We have a winner! The best part is because how we are adding the patched ssl module to our system python path it becomes very high priority in the list. Verify for yourself:

/usr/bin/python -m site

with the output of:

sys.path = [
    '/Users/vagrant',
    '/Library/vendored/tlsssl',
    '/System/Library/Frameworks/Python.framework/Versions/2.7/lib/python27.zip',
    '/System/Library/Frameworks/Python.framework/Versions/2.7/lib/python2.7',
    '/System/Library/Frameworks/Python.framework/Versions/2.7/lib/python2.7/plat-darwin',
    '/System/Library/Frameworks/Python.framework/Versions/2.7/lib/python2.7/plat-mac',
    '/System/Library/Frameworks/Python.framework/Versions/2.7/lib/python2.7/plat-mac/lib-scriptpackages',
    '/System/Library/Frameworks/Python.framework/Versions/2.7/lib/python2.7/lib-tk',
    '/System/Library/Frameworks/Python.framework/Versions/2.7/lib/python2.7/lib-old',
    '/System/Library/Frameworks/Python.framework/Versions/2.7/lib/python2.7/lib-dynload',
    '/Library/Python/2.7/site-packages',
    '/System/Library/Frameworks/Python.framework/Versions/2.7/Extras/lib/python',
    '/System/Library/Frameworks/Python.framework/Versions/2.7/Extras/lib/python/PyObjC',
]

Notice that /Library/vendored/tlsssl comes before all of the /System/Library paths?
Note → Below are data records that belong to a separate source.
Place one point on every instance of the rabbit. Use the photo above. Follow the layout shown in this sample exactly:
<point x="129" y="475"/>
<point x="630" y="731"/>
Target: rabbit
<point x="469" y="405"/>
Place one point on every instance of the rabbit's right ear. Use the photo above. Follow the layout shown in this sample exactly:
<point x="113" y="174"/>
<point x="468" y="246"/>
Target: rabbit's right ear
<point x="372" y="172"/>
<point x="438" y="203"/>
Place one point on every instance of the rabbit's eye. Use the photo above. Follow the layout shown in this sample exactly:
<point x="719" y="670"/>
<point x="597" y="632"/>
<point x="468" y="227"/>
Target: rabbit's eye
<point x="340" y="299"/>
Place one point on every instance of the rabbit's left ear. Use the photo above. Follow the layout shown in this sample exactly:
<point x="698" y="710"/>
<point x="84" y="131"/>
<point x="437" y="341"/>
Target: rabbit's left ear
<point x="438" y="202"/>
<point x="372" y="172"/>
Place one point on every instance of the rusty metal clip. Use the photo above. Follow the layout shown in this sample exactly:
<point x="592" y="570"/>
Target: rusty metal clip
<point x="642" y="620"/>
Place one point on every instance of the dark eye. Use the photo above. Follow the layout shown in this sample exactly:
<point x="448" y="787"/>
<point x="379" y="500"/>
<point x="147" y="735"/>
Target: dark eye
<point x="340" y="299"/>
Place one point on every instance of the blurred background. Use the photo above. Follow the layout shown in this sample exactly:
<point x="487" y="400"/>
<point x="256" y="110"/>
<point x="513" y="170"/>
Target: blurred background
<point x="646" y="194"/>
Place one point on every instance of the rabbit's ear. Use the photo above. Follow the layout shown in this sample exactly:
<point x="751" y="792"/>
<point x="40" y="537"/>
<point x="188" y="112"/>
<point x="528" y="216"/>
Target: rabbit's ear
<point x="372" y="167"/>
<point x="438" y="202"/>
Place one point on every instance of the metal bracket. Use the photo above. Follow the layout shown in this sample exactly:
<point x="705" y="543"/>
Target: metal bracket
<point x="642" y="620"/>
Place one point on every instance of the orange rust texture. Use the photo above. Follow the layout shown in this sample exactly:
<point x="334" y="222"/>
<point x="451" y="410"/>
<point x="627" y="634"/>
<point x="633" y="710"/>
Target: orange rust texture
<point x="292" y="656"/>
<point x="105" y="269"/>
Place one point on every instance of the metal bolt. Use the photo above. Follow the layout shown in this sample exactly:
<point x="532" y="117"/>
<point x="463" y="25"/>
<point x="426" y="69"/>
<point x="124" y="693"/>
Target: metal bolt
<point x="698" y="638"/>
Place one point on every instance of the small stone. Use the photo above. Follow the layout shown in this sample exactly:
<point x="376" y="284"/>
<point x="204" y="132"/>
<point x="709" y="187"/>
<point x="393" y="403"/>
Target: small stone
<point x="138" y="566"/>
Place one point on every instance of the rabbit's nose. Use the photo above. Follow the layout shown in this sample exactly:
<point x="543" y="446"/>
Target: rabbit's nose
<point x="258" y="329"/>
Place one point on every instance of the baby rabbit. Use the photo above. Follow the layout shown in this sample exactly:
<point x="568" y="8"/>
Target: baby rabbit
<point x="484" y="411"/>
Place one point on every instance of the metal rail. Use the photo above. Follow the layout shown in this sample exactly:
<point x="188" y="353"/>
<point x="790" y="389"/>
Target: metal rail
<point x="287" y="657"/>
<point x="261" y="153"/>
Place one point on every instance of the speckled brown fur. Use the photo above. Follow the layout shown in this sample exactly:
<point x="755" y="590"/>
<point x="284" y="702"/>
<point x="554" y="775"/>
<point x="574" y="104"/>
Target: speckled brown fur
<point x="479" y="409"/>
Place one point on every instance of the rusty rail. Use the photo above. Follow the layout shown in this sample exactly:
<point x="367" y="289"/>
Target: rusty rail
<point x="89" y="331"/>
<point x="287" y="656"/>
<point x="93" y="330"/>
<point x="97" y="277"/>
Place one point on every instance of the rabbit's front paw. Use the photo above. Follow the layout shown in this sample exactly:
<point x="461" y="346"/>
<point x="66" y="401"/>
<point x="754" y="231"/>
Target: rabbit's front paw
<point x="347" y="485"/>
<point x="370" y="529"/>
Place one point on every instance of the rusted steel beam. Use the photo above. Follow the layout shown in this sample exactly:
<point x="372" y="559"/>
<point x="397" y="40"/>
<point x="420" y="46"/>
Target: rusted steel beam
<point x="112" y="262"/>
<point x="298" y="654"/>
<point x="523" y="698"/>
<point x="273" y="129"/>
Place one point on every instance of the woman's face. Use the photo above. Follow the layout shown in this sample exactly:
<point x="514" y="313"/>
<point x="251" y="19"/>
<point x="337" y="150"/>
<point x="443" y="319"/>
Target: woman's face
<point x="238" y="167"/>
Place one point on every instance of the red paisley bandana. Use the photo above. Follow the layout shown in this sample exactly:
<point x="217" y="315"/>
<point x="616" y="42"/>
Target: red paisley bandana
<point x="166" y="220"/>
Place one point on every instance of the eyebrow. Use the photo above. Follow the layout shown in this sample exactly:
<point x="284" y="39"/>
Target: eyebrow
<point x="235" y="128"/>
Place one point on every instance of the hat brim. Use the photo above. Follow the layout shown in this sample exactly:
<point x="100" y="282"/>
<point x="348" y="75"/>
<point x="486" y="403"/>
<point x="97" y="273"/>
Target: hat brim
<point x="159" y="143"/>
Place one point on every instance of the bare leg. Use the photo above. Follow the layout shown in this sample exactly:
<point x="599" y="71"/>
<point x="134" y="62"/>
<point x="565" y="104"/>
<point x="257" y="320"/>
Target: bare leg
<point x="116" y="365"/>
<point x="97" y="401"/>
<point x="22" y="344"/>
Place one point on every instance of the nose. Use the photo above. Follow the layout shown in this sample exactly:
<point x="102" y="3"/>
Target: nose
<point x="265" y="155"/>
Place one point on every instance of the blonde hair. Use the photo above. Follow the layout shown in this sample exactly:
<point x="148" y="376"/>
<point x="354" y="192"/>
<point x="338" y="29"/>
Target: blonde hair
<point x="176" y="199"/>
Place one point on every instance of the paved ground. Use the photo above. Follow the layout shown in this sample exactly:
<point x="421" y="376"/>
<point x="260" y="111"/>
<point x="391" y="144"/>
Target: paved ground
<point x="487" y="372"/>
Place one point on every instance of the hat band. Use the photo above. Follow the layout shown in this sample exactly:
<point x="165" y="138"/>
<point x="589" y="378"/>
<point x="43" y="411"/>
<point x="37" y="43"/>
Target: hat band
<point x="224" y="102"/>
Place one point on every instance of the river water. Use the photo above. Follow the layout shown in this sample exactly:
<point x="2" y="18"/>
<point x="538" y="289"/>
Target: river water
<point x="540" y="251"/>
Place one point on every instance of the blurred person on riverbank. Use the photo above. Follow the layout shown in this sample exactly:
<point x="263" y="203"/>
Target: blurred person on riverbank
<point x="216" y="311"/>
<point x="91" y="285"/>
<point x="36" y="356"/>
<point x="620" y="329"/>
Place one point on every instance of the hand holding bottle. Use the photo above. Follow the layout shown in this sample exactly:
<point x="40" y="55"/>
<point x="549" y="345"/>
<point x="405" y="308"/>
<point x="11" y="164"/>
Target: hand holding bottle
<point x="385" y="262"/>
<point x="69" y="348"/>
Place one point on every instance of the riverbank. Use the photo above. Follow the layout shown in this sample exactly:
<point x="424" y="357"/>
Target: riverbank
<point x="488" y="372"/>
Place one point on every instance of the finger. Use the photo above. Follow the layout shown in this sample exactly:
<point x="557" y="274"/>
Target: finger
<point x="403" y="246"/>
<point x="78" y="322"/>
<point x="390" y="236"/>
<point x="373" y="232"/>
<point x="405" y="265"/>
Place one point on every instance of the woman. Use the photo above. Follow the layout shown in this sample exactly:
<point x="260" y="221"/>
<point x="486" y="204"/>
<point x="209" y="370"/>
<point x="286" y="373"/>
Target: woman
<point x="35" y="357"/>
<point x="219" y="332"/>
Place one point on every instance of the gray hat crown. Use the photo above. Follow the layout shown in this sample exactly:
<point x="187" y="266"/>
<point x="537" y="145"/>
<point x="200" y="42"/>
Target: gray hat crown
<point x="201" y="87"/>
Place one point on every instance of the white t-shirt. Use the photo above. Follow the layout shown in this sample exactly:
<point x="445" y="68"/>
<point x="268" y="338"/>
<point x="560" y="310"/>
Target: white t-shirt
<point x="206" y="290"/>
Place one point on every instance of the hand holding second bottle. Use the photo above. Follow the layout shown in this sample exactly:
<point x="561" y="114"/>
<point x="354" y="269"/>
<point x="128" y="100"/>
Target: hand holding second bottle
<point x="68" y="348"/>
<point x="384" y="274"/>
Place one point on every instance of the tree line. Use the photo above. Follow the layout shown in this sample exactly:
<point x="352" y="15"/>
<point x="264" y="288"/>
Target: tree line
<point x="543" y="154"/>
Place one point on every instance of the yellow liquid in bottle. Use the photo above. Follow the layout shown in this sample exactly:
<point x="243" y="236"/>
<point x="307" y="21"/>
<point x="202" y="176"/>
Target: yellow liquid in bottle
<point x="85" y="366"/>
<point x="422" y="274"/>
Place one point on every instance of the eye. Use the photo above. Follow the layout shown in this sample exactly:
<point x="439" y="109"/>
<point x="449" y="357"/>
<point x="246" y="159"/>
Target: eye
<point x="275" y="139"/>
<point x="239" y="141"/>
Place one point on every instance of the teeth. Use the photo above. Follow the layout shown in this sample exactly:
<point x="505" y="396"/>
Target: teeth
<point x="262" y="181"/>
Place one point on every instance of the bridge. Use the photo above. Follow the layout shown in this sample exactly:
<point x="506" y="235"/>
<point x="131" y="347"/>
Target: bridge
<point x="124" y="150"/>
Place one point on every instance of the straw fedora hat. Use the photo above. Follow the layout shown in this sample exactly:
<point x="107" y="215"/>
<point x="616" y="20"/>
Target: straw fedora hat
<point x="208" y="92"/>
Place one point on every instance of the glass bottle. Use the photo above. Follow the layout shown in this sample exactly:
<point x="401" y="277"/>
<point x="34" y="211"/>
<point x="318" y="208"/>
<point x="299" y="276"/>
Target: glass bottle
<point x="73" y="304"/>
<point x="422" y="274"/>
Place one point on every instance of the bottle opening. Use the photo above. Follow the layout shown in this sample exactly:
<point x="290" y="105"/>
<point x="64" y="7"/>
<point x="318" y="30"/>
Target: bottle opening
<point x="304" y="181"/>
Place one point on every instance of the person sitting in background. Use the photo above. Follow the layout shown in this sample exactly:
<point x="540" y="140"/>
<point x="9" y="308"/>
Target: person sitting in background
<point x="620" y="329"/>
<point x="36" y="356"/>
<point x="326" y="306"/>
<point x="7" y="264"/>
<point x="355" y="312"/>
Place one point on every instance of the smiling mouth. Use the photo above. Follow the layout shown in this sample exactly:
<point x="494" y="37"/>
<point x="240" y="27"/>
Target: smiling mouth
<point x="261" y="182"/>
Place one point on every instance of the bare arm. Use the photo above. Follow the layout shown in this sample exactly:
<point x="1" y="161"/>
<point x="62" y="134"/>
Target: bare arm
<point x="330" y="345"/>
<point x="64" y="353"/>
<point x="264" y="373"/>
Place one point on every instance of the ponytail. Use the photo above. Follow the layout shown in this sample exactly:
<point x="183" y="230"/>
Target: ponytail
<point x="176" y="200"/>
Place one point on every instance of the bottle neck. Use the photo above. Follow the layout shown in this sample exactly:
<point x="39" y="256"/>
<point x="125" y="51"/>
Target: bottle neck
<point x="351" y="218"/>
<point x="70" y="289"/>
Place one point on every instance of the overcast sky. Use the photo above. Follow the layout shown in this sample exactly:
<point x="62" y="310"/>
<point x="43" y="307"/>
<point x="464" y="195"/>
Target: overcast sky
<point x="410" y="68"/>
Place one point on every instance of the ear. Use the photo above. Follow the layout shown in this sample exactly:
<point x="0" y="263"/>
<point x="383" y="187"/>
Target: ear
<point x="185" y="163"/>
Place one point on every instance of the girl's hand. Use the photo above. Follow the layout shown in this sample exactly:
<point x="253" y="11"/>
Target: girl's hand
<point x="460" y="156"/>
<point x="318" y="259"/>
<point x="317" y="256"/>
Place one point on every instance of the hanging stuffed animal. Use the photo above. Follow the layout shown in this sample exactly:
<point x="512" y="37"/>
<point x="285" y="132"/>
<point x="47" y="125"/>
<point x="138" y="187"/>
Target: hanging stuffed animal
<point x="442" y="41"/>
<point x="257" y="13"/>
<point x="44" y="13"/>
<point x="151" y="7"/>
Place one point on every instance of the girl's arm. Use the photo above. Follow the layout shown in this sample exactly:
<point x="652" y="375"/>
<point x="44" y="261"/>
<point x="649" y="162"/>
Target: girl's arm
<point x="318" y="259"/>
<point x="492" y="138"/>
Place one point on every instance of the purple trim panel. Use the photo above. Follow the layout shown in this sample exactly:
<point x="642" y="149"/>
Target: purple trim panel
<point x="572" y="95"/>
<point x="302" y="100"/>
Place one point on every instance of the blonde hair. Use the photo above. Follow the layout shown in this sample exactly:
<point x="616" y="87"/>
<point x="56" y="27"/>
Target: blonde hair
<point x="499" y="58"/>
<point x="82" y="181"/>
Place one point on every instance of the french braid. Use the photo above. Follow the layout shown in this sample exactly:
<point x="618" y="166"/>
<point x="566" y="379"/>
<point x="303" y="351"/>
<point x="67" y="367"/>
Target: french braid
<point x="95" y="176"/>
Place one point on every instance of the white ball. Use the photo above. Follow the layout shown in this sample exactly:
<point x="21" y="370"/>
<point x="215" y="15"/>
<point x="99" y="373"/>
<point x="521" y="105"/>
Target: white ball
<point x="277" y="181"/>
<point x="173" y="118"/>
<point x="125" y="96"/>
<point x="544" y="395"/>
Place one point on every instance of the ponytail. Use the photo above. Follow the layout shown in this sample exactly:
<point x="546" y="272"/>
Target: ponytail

That means using this patch is completely seamless. Just install the single 5.15 MB package and use python2 just like normal.

import urllib2
a = urllib2.urlopen('https://fancyssl.hboeck.de/')

and you are off to the races.

More fun to come

At this time, vendored still has more work. Specifically on creating self contained Python2, Python3 and Ruby. It also needs some love on automating the build of all the tools. Right now build.py is completely unfinished. I also would like to automate the process of building the distribution style packages.